Olive oil is growing in popularity in the United States. Sourced from the Mediterranean and part of that famous diet, it has been shown to be a healthy source of fat when compared to fats from animal sources.
It is also more expensive to manufacture compared to canola and soy oils. Like wine, complex flavors abound, depending on the growing region, olive type, and extraction methods. Indeed in some parts of the world, olive oil has a cult like following.
Despite its characteristic greenish tinge and taste, many people are conned into buying adulterated products – olive oil mixed with canola or soy. And even when buying 100% olive oil, the price variations and various claims on the bottles are very confusing to the average consumer.
Marketers want you to buy their olive oil and therefore you’ll see – pure, extra filtered, cold pressed, natural, extra virgin, and the likes. To make things easier for us, starting in October, the USDA will require importers to abide by strict labeling guidelines [PDF]
The highest quality oils are marked Extra Virgin Olive Oil [EVOO] and their acidity must be less than 0.8%. Use this oil for salad dressings.
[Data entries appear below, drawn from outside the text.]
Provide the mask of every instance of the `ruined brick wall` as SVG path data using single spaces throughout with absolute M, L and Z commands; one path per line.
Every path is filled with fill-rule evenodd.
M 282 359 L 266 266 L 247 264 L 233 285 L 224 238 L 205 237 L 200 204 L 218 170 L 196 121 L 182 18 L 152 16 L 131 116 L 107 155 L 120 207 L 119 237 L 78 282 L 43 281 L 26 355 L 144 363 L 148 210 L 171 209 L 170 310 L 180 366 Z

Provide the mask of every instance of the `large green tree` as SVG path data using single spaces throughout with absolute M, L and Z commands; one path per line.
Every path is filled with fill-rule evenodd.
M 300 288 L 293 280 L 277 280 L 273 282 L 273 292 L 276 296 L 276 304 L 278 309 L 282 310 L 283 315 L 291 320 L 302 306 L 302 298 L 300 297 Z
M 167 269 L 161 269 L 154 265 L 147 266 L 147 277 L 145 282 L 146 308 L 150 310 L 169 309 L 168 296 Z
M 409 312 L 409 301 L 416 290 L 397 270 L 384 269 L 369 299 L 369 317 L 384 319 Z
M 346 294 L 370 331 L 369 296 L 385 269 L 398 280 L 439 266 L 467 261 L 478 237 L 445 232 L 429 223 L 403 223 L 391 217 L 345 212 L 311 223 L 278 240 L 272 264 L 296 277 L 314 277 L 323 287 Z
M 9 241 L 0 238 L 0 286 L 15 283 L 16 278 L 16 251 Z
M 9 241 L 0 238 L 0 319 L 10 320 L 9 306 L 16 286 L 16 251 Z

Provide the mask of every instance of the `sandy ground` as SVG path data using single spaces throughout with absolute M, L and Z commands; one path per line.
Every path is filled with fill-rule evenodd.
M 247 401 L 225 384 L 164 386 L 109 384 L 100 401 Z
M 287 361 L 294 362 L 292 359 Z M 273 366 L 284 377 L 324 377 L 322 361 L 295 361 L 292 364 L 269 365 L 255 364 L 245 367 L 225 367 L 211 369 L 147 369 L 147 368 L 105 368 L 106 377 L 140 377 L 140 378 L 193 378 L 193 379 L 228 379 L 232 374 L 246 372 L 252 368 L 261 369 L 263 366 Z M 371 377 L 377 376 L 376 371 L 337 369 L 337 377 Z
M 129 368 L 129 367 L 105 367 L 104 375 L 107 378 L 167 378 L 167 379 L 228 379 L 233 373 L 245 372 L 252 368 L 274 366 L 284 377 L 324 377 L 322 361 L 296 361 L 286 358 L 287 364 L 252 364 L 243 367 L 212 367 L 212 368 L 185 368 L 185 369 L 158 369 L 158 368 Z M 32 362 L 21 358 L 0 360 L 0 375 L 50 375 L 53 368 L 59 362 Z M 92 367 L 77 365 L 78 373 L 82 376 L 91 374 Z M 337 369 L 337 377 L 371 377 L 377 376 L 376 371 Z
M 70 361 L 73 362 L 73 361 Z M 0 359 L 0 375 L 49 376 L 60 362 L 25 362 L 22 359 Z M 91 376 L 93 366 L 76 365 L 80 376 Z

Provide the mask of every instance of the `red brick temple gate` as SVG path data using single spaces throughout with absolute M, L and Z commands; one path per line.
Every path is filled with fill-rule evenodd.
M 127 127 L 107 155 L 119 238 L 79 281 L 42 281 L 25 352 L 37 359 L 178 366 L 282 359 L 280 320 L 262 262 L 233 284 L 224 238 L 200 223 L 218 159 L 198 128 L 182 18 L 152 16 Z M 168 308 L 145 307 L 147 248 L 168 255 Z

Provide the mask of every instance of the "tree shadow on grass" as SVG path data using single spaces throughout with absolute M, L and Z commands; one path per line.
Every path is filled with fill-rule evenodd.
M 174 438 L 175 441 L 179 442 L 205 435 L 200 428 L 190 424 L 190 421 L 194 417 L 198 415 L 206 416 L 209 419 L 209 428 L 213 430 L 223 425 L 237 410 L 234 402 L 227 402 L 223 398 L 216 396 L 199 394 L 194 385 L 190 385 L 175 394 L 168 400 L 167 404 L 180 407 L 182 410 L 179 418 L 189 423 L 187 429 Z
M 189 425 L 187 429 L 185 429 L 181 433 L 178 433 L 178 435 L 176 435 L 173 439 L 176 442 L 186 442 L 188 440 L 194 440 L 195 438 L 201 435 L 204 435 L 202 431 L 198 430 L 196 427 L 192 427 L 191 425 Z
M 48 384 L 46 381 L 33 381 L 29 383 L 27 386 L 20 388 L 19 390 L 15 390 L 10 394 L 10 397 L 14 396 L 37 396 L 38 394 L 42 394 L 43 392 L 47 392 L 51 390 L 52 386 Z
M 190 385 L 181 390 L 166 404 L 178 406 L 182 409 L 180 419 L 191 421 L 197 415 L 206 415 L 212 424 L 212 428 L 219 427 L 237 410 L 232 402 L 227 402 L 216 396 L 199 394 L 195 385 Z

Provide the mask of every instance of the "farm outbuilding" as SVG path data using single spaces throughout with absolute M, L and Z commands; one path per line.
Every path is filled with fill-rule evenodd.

For heated dishes, you can settle for Virgin Olive Oil, with up to 2% acidity.
The virgin designation means that the olives were cold pressed, and no chemicals were used to extract the oil.
Cold pressing means that no heating was involved in the oil extraction, and more of the original flavor and nutrients are available.
Despite this, from a nutrition perspective, as long as they are 100% olive oil, there is not much difference among the different brands and markings.
Note that in some recipes it is better to use other oils because the dominant flavor of olive oil may overtake the dish. In any case remember that any source of fat, whether olive oil or lard, carries a high calorie tag – a tablespoon contains over 100 calories.